Der Haupt- und Finanzausschuss beauftragte die Verwaltung, Zuwendungsanträge bei der Regierung von Oberfranken einzureichen. "Altenhof hat sehnlichst darauf gewartet - und nicht nur Altenhof", zeigte sich Bürgermeister Andreas Carl zu Beginn der Sitzung froh darüber, nach zwei verschobenen Terminen nun endlich die Planung vorstellen zu können.

Wegen der Corona-Kontaktbeschränkungen beschloss anstelle des Gemeinderates der halb so große Ausschuss die Entwurfsplanung. Um Architekt Martin Schneider von SRP Schneider & Partner Ingenieur-Consult (Kronach) via Videokonferenz zuschalten zu können, fand die Sitzung in der Sporthalle des TSV Weitramsdorf statt.

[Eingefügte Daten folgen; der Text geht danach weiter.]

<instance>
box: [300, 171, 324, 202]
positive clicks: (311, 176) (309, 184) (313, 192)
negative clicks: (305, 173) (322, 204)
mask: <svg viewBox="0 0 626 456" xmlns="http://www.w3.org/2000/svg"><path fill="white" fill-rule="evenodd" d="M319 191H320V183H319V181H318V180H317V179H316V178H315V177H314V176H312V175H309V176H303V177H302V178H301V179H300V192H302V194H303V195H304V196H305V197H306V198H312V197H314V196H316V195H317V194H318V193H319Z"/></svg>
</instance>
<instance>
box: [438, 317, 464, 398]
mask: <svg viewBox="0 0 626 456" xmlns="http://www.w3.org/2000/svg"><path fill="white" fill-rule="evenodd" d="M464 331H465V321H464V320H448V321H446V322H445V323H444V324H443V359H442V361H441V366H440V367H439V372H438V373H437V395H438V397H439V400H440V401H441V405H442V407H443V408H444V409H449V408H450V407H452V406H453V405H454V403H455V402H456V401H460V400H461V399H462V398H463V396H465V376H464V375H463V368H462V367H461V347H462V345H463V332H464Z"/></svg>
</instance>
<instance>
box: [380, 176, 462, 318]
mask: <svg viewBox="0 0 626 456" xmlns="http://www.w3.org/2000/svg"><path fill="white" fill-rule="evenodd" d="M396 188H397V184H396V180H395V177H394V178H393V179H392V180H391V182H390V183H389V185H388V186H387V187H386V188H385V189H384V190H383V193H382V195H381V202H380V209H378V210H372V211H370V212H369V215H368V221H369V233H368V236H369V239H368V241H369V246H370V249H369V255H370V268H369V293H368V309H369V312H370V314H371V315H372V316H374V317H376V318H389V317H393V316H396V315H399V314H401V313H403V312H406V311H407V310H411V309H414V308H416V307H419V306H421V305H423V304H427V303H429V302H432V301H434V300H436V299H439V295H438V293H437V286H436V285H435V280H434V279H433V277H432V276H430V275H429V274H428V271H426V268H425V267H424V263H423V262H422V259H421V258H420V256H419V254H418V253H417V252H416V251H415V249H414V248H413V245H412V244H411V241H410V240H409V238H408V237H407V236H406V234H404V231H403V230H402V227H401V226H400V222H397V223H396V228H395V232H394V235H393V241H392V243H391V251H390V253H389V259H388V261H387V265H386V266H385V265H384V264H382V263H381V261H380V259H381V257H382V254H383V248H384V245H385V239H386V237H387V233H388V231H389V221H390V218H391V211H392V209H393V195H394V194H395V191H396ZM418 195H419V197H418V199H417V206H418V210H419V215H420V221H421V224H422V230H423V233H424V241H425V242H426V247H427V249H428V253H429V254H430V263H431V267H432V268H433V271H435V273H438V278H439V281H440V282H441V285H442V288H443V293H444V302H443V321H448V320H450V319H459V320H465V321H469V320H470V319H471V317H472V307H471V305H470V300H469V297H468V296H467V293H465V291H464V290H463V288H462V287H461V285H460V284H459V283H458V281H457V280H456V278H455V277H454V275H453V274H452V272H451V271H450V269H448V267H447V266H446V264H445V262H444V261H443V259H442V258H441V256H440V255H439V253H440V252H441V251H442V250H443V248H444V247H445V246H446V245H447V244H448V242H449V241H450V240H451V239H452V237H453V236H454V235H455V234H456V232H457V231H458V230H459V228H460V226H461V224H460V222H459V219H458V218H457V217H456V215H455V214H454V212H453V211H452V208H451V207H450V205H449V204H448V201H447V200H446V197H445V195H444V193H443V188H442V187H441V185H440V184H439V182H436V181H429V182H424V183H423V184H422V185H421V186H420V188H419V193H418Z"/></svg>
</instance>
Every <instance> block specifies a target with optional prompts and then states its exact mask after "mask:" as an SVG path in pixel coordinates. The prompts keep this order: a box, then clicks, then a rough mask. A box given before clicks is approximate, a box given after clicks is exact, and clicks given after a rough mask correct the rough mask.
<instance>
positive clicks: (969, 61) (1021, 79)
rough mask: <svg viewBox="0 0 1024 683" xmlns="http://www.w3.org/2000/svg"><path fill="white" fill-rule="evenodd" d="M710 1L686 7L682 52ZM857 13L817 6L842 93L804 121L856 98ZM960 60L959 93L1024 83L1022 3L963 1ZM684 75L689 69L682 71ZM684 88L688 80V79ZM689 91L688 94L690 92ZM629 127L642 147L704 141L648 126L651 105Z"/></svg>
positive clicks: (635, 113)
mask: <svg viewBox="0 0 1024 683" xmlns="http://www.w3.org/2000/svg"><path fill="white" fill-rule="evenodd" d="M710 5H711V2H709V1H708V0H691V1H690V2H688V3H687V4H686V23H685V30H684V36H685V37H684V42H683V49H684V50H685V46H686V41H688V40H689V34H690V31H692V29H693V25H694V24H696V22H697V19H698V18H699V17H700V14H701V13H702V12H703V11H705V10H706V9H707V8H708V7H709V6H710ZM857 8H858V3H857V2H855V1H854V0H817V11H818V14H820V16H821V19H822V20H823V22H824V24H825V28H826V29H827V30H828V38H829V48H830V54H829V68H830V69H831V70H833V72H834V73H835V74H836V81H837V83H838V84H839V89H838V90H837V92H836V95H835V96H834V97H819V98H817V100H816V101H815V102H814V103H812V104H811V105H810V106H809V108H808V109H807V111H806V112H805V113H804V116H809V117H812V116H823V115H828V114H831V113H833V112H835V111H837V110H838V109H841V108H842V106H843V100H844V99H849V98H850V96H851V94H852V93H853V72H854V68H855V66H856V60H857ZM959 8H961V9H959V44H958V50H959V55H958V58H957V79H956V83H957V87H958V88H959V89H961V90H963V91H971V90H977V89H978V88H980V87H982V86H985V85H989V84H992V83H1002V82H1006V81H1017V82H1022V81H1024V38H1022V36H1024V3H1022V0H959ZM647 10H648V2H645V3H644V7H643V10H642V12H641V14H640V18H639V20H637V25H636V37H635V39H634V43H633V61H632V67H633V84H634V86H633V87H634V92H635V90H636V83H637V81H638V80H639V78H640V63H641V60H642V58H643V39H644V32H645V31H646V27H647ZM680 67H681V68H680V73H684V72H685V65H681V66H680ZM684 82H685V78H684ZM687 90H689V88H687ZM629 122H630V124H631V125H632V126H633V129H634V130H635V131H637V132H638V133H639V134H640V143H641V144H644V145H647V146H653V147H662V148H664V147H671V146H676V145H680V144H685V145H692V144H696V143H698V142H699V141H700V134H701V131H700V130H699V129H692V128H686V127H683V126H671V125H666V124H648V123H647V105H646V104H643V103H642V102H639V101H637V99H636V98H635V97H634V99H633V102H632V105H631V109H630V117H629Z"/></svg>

Zunächst erläuterte Schneider den Bestand: Nachdem die Sanierung der Brücke gestoppt wurde, dürfen nur noch Pkw das teilweise abgebrochene Bauwerk passieren. Größere Fahrzeuge müssen nach links auf eine Behelfsquerung ausweichen. Normalerweise nutzen rund 860 Fahrzeuge täglich diese "dörfliche Hauptstraße", der Anteil des Schwerverkehrs beträgt rund 22 Fahrzeuge. Das hat Schneider hochgerechnet, da eine Verkehrszählung wegen der Sperrung der Hergramsdorfer Straße derzeit "wenig aussagekräftig" sei.

Rahmenkonstruktion empfohlen

Die Richtlinie für die Anlage von Stadtstraßen (RASt) sieht für eine solche Erschließungs- und Hauptverkehrsstraße eine Fahrbahnbreite von 5,50 Metern vor (jetzt fünf Meter), die auf der Brücke wegen der notwendigen Entwässerung auf sechs Meter aufgeweitet werden soll. Auf einer Seite ist ein 1,50 Meter breiter Gehweg geplant, auf der anderen eine Notkappe. Der vorgestellte Querschnitt beruht auf den hydraulischen Berechnungen, die zur Bewältigung von Hochwassersituationen eine lichte Weite von 5,50 und eine lichte Höhe von 1,70 Metern (bis Unterkante Brücke, ohne Niedrigwassergerinne) empfahlen.

Damit "alles aus einem Guss" sei, schlug Schneider eine Rahmenkonstruktion vor. Diese würde einen 50 Zentimeter starken Aufbau bekommen. Den Druck sollen auf beiden Seiten je drei Bohrpfähle von 1,20 Metern Durchmesser ableiten. Eine ebenfalls denkbare Brunnengründung geriete um 9000 Euro teurer und würde eine größere Baugrube nach sich ziehen, sagte Schneider. Eine Flachgründung "kommt nach dem Boden-Gutachten definitiv nicht infrage", betonte der Architekt auf Nachfrage von Max Kräußlich (FW). Von der Verwendung von Fertigteilen, nach der sich Ulrich Kräußlich (FW-BV) erkundigte, riet Schneider wegen des geringen Spielraums bei der Bauhöhe ab.

Verschiedene "Zwangspunkte" galt es bei der Planung zu berücksichtigen, etwa die Umspannstation mit Einfahrt, die Zufahrt zu den Wiesen hinter der Brücke, die Hofeinfahrt zum Bauernhof und die Gartenmauer, die Richtung Tambacher Straße die Brückenbreite begrenzt. Insgesamt werde das neue Bauwerk Schneider zufolge "ein wenig verrutscht" und eine größere lichte Weite aufweisen.

Gesamtkosten: 477 000 Euro

Die Kosten für das neue Bauwerk bezifferte Schneider mit circa 425 000 Euro, zu denen noch 52 000 Euro für den Straßenbau kommen (Deckenerneuerung Richtung Staatsstraße bzw. Baugrube, Borde und Gehweg). Dafür erhalte Altenhof eine belastbare und lange haltbare Brücke. Schneider: "Sie können jeden Verkehr darüberlassen." Ausgelegt sei die Brücke auf 70 bis 80 Jahre.

Um den Gesamtbruttobetrag von rund 477 000 Euro stemmen zu können, hofft die Gemeinde laut Carl auf eine 60-prozentige Förderung.